José Blanco -desde ahora firmará José Blanco White- no huyó de su país como blasfema un borracho, no emigró de la misma manera que éste cae. Tampoco llegó a Inglaterra como en 1823 llegarían los españoles que escapaban de la policía de Fernando VII, ni vivió el exilio como ellos, de un modo provisional, sin familiarizarse con la lengua ajena, concentrados en un barrio modesto, el barrio de Somers Town, deambulando sin objeto por Euston Square, desapareciendo como fantasmas en las esquinas de las calles, entre el humo y los espejos de los cafés o bajo el techo de húmedos cuartuchos… Sombras de una historia sin historia. Él no se sumergió en el azul brusco y la lejanía irremediable ni llegó a Inglaterra con la idea del regreso. No se engañó con revoluciones ni vivió con la maleta sin deshacer y la mirada suspensa en la patria lejana, donde el fragor de las batallas y el torbellino de los pronunciamientos arrasaban las tierras a las que los periódicos ingleses dotaban de un nombre glorioso, donde había vencedores y vencidos, generales y viudas de generales, donde había comerciantes extranjeros y proveedores del ejército enriquecidos, caballos muertos y ciudades exóticas. El móvil de su partida era respirar las libertades inglesas. No se trataba simplemente de las instituciones, como el Parlamento o los jurados, ni de sus principios o funcionamiento, sino más bien de la atmósfera que los envolvía. Leyendo las cartas inglesas de Voltaire había imaginado que la libertad es un bien volcánico que se siente entre los dedos, un bien hecho a palpar y percibir, como la verde hojarasca, como los flexibles rabillos de las hojas, sus bordes ásperos y suaves, su dura carne viva. La seguridad de que allí nadie recelaba de publicar el lugar de su habitación, porque la casa era un bien sagrado, y las leyes protegían los lares domésticos, le sorprendió y conmovió.

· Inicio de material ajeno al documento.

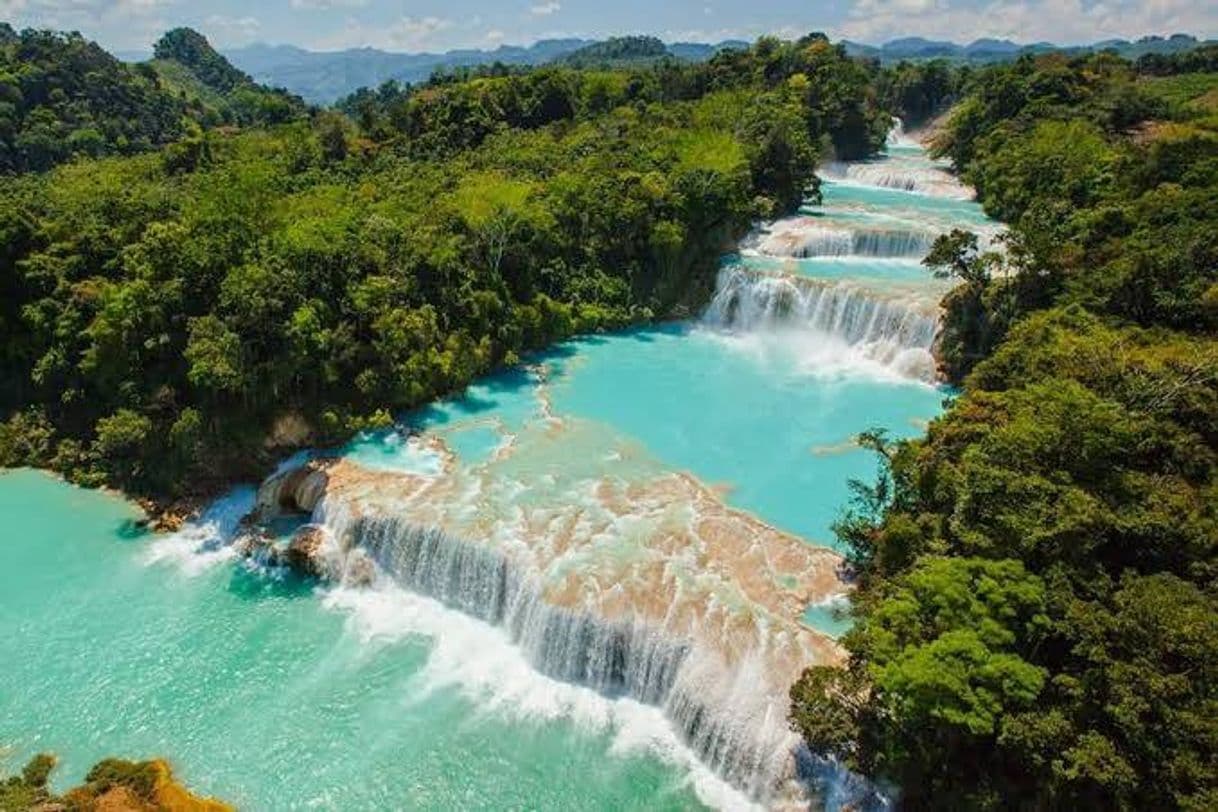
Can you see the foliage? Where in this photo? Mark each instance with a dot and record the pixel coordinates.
(616, 50)
(161, 312)
(62, 96)
(110, 784)
(1038, 620)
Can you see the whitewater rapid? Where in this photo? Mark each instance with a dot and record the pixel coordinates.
(568, 575)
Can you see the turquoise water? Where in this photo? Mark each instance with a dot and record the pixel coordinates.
(262, 695)
(278, 694)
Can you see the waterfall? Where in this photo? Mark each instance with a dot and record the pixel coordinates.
(899, 174)
(732, 717)
(805, 238)
(895, 332)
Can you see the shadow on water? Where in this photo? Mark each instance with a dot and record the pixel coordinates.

Con el tiempo se adaptó al país, a su clima, a sus costumbres, a sus gentes. Con el tiempo aprendió a valorar su paisaje, escribió bellas descripciones de la primavera inglesa. Con el tiempo, Londres dejó de despertar en él los pensamientos lúgubres que le asolaron a su llegada. «La ciudad entera -escribió acerca de sus primeras impresiones- parecía como si estuviera hecha con carbón y ceniza.» Nada dice en sus memorias de cómo sufrió, en qué circunstancias fue ridículo, el nombre de los cafés donde engañó la soledad, pero sí señala que la ciudad y el exilio se hicieron más soportables gracias a lord Holland y otros viajeros y eruditos ingleses que había conocido en España durante la invasión napoleónica. Sí refiere la angustia que le producía no poder expresarse satisfactoriamente en inglés, una lengua que conocía desde la infancia, pero que en Londres parecía otra, se oía diferente.
En la capital inglesa Blanco White se convenció de hasta qué punto las fronteras que dividen los mundos pueden resultar insalvables y cómo la lengua es la única patria del poeta. Quiso entonces perfeccionar su inglés y durante años estudió incansablemente el idioma, anotando las expresiones que oía, devorando viejas gramáticas, leyendo y traduciendo pasajes de Shakespeare. En las oscuras e interminables noches londinenses, su voz rústica se ennoblece, se coloca un tono más arriba, se esfuerza con extrañas sonoridades. Cuentan sus biógrafos que logró su propósito y que con el tiempo se convirtió en un gran escritor y poeta inglés. No exageran. Coleridge le ensalzó como el autor del soneto «más excelente y de concepción más grandiosa escrito en lengua inglesa, Mysterious night (traducción de Jorge Guillén):
¡Oh noche misteriosa! Cuando el varón primero
conoció hasta tu nombre, informe era divino,
¿no se apuró temblando frente afrente al destino
del glorioso dosel con tanto azul entero?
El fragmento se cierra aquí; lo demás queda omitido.